I might be mistaken but I seem to recall that the LINQ sort is stable.
Likewise in like there is an ILookup for duplicated keys,
but the default implementation (Lookup) is immutable. It
took me only a few moments to write a mutable ILookup
implementation, however.
Marc
Re: Sorting lists in .Net - why it sucks
am 25.01.2008 17:20:47 von skeet
On Jan 25, 1:38 pm, nightwatch77 wrote:
> I don't know what sort algorithm did Microsoft use, but simple
> QuickSort implementation is a stable algorithm and has no problem with
> sorting duplicated values.
I assume by "simple" you mean "using extra memory rather than sorting
in place". The more efficient in-place quick sort isn't stable.
Jon
Re: Sorting lists in .Net - why it sucks
am 25.01.2008 20:17:57 von nightwatch77
Hi,
- Family Tree Mike, you probably didn't notice I have implemented
IComparer, thanks anyway.
- Marc, I know Microsoft has documented the weird SortedList behavior,
but does it add more sense to the API?
- Jon, you're right, in-place quicksort is unstable, but anyway, there
is a stable version.
Still, the sorting functionality is very essential to a collections
API, just like a good hashtable implementation. It should be done
better and programmers should have the option to select sorting
algorithm.
best regards
RG
Re: Sorting lists in .Net - why it sucks
am 25.01.2008 23:59:53 von Dejan Stanic
Check out http://www.itu.dk/research/c5/.
Great stuff.
LP,
Dejan
Re: Sorting lists in .Net - why it sucks
am 26.01.2008 01:15:02 von FamilyTreeMike
I guess what I was too subtle about was, that by
1. writing an IComparable (not IComparer) class wrapping DateTime,
2. that the comparison routine never returns equal,
the code does not crash on equal keys.
"nightwatch77" wrote:
> Hi,
>
> - Family Tree Mike, you probably didn't notice I have implemented
> IComparer, thanks anyway.
> - Marc, I know Microsoft has documented the weird SortedList behavior,
> but does it add more sense to the API?
> - Jon, you're right, in-place quicksort is unstable, but anyway, there
> is a stable version.
> Still, the sorting functionality is very essential to a collections
> API, just like a good hashtable implementation.

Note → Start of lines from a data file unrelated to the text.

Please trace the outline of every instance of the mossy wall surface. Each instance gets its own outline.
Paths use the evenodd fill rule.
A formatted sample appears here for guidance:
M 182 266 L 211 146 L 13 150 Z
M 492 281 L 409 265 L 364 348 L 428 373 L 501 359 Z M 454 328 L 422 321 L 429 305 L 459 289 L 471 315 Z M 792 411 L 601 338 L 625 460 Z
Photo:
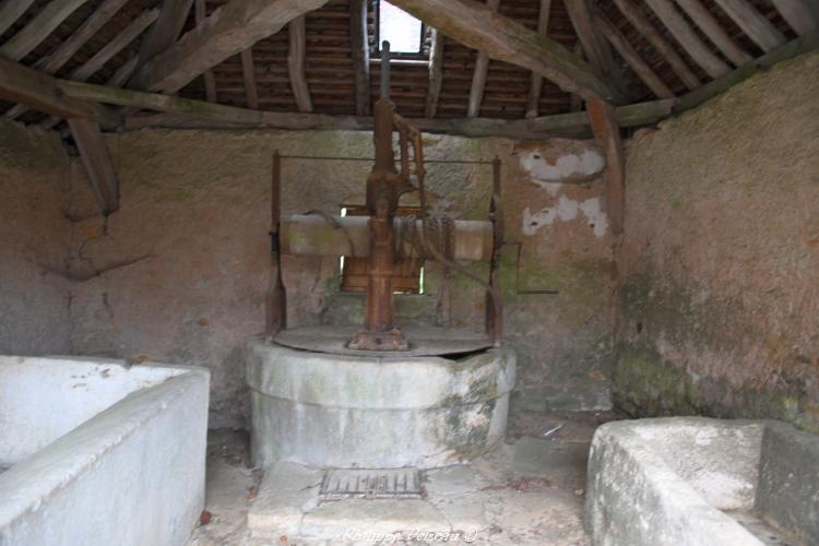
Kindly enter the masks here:
M 56 132 L 0 117 L 0 354 L 70 351 L 68 166 Z
M 424 143 L 429 159 L 502 161 L 506 341 L 519 363 L 513 411 L 608 407 L 614 293 L 600 152 L 561 140 L 425 135 Z M 264 328 L 272 153 L 372 157 L 371 134 L 141 130 L 108 135 L 108 145 L 120 211 L 96 216 L 85 186 L 74 185 L 73 215 L 85 219 L 74 225 L 72 264 L 85 281 L 72 302 L 73 348 L 206 366 L 211 426 L 241 426 L 241 347 Z M 282 166 L 284 214 L 364 204 L 368 162 L 285 158 Z M 434 214 L 488 218 L 490 165 L 430 163 L 427 185 Z M 428 294 L 399 305 L 410 321 L 436 316 L 438 277 L 429 264 Z M 358 323 L 363 304 L 340 297 L 339 280 L 335 258 L 285 257 L 289 324 Z M 559 294 L 533 293 L 544 289 Z M 452 302 L 455 325 L 483 328 L 480 287 L 455 275 Z
M 615 404 L 819 432 L 819 54 L 627 143 Z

It should be done
> better and programmers should have the option to select sorting
> algorithm.
> best regards
> RG
>
>
>
Re: Sorting lists in .Net - why it sucks
am 28.01.2008 12:32:27 von nightwatch77
On Jan 26, 1:15 am, Family Tree Mike
wrote:
> I guess what I was too subtle about was, that by
>
> 1. writing an IComparable (not IComparer) class wrapping DateTime,
> 2. that the comparison routine never returns equal,
>
> the code does not crash on equal keys.
Mike, your solution is very simple but doesn't help a bit because it
doesn't guarantee stable sorting. Equal timestamps is something I have
to handle in a certain way, that is I have to get them in the same
order as in input, and your IComparable just makes sure two timestamps
are never equal - that solves some problem, but not mine.
Re: Sorting lists in .Net - why it sucks
am 28.01.2008 12:51:46 von Marc Gravell
To restate - the LINQ sort is stable:
http://technet.microsoft.com/en-us/library/bb549422.aspx
"This method performs a stable sort; that is, if the keys of two
elements are equal, the order of the elements is preserved."
If .NET 3.5 isn't an option, then hacky though it sounds, perhaps
consider adding a member to keep track of the original insertion order
(just an int), and then use that as a secondary after your primary
sort condition(s) - i.e. the following will give you a stable sort
(assuming you give each Foo incremental Sequence values, perhaps using
something in the ctor):
class Foo {
public int Sequence { get; set; }
public double Value { get; set; }
}
public class FooComparer : IComparer {
int Compare(Foo x, Foo y) {
// primary sort
int result = x.Value.CompareTo(y.Value);
// backup for stability
if (result == 0) {
result = x.Sequence.CompareTo(y.Sequence);
}
return result;
}
}
Yes it is duplication...
Third option: use an external library.
Marc